Je devrais peut être me montrer craintive simplement parce qu’être confrontée à un animal sauvage n’est jamais vraiment très rassurant, cependant il ne m’a pas l’air agressif du tout et ses intentions ne me paraissent pas être mauvaise. D’autant plus qu’il aurait visiblement du mal à se préoccuper de dévorer qui que ce soit puisqu’il se trouve être bien trop effrayé par l’orage. D’une main, je tire le blouson vers moi, humant son odeur rien qu’une seconde, et j’arque alors un sourcil. L’odeur qui s’en dégage n’est en rien animale, disons plutôt que cela ressemble à un parfum typiquement masculin.. en tous cas elle n’est pas déplaisante mais je pense que la pluie la chassera bien rapidement. Je me demande un instant où est-ce qu’il pourrait l’avoir déniché mais cela n’est pas bien important. Je tend alors ma seconde main en sa direction et plus précisément en l’orientant vers le sommet de son crâne. Je ne suis pas certaine que cela soit une bonne idée car après tout l’on dit bien que caresser un chien inconnu est à proscrire si l’on veut éviter de perdre ses doigts, mais sans que je ne sache pourquoi je suis certaine que cette bête ne me mordra pas.
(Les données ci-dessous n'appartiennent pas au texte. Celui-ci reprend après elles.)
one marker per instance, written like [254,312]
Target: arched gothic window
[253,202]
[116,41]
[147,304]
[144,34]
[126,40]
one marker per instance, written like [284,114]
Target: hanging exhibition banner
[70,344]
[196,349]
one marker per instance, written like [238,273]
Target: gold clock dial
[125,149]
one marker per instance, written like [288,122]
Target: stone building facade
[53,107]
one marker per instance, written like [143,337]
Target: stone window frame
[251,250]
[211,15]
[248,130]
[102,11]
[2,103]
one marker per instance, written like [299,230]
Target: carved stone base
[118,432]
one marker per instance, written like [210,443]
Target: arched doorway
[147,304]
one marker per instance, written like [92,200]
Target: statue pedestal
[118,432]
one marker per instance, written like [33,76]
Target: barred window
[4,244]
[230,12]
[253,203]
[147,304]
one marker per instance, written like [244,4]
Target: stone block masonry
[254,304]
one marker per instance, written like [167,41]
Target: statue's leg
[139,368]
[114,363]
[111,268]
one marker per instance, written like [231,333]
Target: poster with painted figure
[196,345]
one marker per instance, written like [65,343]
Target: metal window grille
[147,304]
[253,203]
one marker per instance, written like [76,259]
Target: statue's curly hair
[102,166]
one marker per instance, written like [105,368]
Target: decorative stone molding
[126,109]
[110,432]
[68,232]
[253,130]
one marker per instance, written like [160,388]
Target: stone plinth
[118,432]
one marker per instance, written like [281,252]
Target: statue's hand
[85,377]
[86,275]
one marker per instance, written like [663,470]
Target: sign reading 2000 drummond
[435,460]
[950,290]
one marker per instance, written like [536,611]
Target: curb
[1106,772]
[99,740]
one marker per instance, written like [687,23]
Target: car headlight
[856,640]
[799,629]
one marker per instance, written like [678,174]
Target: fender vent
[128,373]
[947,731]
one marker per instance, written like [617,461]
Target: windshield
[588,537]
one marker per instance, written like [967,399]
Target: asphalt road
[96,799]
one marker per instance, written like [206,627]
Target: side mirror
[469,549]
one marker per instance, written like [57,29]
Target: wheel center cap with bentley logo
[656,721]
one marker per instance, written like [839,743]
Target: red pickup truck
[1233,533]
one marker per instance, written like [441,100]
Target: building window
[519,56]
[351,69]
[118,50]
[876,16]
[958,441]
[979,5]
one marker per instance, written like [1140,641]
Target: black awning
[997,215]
Alors j’avance mes doigts jusqu’à ce que ces derniers se trouvent entre les oreilles de l’animal et je caresse ainsi son pelage avec douceur dans l’idée de le rassurer rien qu’un peu.

Puis alors que cela faisait deux secondes à peine que je le touchais, je me penchais vers son oreille lentement afin de lui murmurer un petit « Hé..ça va aller.» presque inaudible à cause de cette pluie. Qu’est ce que je devais faire, là tout de suite ? J’avais bien une idée mais fallait tout de même ne pas être très nette pour y songer. Tant pis, après tout je ne cherchais la reconnaissance de personne au sujet de ma stabilité mentale. Je décide de me redresser doucement, m’asseyant d’abord avant de me motiver intérieurement à me mettre sur mes jambes et je profite alors d’être debout pour enfiler le blouson qui me fait presque aussitôt perdre l’équilibre de part son poids. Le cuir… trempé ça pèse un âne mort. Je m’étire rapidement, ayant la sensation, de peser bien deux fois mon poids habituel et d’être aussi flexible que de l’acier et jette un coup d’œil au coyote recroquevillé sur lui même.


-Hé toi, ça te dit de courir un peu ? Après on sera au sec, au chaud et à l’abri de l’orage.

Ramener un animal sauvage que l’on vient de croiser dans une rue.. ça me ressemble bien et ça n’étonnera personne et puis je me vois mal l’abandonner ici et repartir avec le manteau qu’il m’a apporté.. même s’il ne s’agit  « que » d’un animal ! Je regarde à droite, puis à gauche tentant de me repérer rapidement et soupire de soulagement. Je me trouve pas si loin que ça de chez moi finalement et en sprintant un coup je serais vite rentrée. Je souris déjà à l’idée d’un bain bien chaud.. et du confort de mon canapé. J’en baverais presque.